Correct!v organisiert zum Beispiel Crowdfunding-Kampagnen für aufwendige Reportageprojekte. Da geht es um Berichte über Straßenkinder in Deutschland oder die Abrechnungspraxis von Zahnärzten. Über gewerbliche Gefängnisse und den Alltag illegaler Einwanderer. Es gibt auch einen „Mafia-Blog“. Correct!v nimmt sich Zeit, sammelt viele Daten und veröffentlicht eine Geschichte erst, wenn sie komplett durchrecherchiert ist. Das Endprodukt kann ganz unterschiedlich sein: Am Ende kommt ein Artikel, eine Webseite, ein Lehrbuch, ein Comic oder gar ein Theaterstück dabei heraus. So erforscht correct!v, welche Institutionen die von deutschen Gerichten verhängten Geldbußen erhalten und welche technischen Mängel das über der Ukraine abgeschossene Passagierflugzeug MH 17 hatte.
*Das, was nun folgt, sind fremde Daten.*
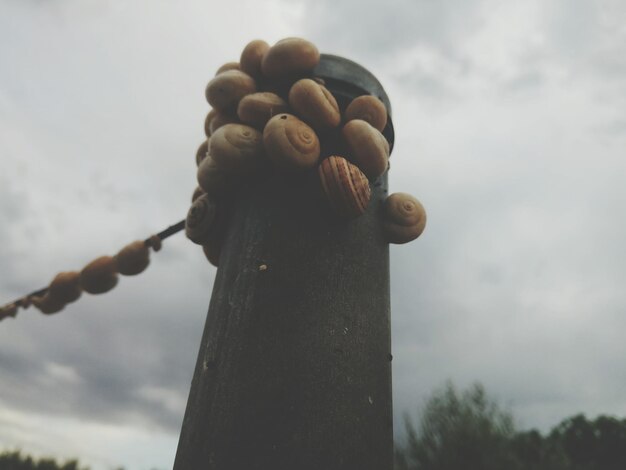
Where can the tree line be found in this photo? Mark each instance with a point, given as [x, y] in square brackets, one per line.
[468, 430]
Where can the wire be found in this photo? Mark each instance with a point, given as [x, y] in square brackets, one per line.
[154, 241]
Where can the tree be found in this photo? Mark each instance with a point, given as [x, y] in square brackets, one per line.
[464, 430]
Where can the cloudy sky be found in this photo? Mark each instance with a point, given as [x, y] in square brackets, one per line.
[510, 128]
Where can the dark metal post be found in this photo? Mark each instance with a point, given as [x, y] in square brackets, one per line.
[294, 368]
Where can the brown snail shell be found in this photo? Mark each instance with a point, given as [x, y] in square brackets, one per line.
[207, 122]
[65, 287]
[133, 258]
[368, 148]
[290, 143]
[214, 180]
[252, 56]
[227, 88]
[228, 66]
[201, 152]
[200, 222]
[197, 193]
[314, 104]
[346, 187]
[237, 148]
[290, 57]
[369, 109]
[99, 276]
[405, 218]
[48, 304]
[258, 108]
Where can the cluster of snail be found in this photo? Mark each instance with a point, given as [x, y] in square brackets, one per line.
[269, 113]
[97, 277]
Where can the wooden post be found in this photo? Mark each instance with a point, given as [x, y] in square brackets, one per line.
[294, 368]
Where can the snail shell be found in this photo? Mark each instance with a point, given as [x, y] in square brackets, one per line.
[290, 143]
[100, 275]
[405, 218]
[200, 222]
[227, 88]
[258, 108]
[369, 109]
[315, 104]
[65, 287]
[197, 193]
[252, 56]
[48, 304]
[368, 148]
[228, 66]
[290, 57]
[133, 258]
[345, 186]
[237, 148]
[201, 152]
[214, 180]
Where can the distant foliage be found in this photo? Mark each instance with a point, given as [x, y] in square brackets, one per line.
[14, 460]
[469, 431]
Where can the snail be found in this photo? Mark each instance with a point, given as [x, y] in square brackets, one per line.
[200, 221]
[227, 88]
[207, 122]
[290, 143]
[314, 104]
[65, 287]
[228, 66]
[369, 109]
[252, 56]
[290, 57]
[237, 148]
[197, 193]
[133, 258]
[201, 152]
[48, 304]
[345, 186]
[367, 147]
[405, 218]
[258, 108]
[99, 276]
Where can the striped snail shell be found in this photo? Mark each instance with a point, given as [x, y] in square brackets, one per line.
[214, 180]
[290, 57]
[228, 66]
[47, 304]
[201, 152]
[290, 143]
[368, 148]
[227, 88]
[65, 287]
[405, 218]
[200, 222]
[99, 276]
[314, 104]
[258, 108]
[252, 56]
[133, 258]
[237, 148]
[345, 186]
[369, 109]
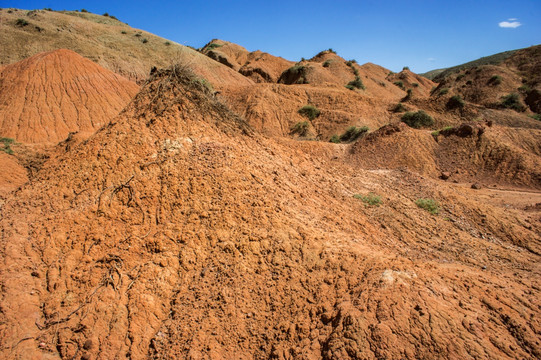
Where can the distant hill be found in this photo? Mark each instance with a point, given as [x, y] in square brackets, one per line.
[439, 74]
[103, 39]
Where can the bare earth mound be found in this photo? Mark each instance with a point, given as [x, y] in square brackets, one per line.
[177, 232]
[49, 95]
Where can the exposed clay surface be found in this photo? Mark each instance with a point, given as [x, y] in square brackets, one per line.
[178, 232]
[195, 225]
[49, 95]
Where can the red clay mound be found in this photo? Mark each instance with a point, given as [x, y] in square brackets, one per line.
[257, 65]
[469, 153]
[13, 174]
[47, 96]
[177, 232]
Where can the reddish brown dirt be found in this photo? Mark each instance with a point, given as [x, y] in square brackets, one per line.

Gerne arbeitet correct!v mit anderen Medien oder Institutionen zusammen. Medienpartner könnten die Arbeit des Recherchebüros frei verwenden.
In Planung sind laut Jonathan Sachse Online-Workshops zur praktischen Anwendung des Informationsfreiheitsgesetzes und eine Recherche über die deutschen Sparkassen, an der sich jeder Interessierte beteiligen könne.
www.correctiv.org
Open Data City
Diese Gruppe betreibt von Berlin aus Datenjournalismus, so ihr Geschäftsführer Marco Maas. Er erforscht zum Beispiel das kommende „Internet der Dinge“ und ließ seine Wohnung mit Sensoren spicken. Um herauszufinden, welche Information diese Geräte schließlich über den Bewohner liefern. Marco Maas fiel dabei auf, dass nicht nur das Smartphone die neue Informationszentrale sein kann. Er fragt: „Warum ist der Wecker eigentlich keine Kommunikationsplattform?
Ein anderes Projekt ist Lobby-Plag: Da wird erforscht, wie sich Gesetze vom ersten Entwurf bis zum Inkrafttreten durch den Einfluss von Lobbyisten verändern. Ausprobiert wird laut Maas auch, ob und wie Roboter-Journalismus funktioniert – auf Daten basierte automatische Berichte über Fußballspiele, das kommende Wetter oder die Entwicklung der Benzinpreise.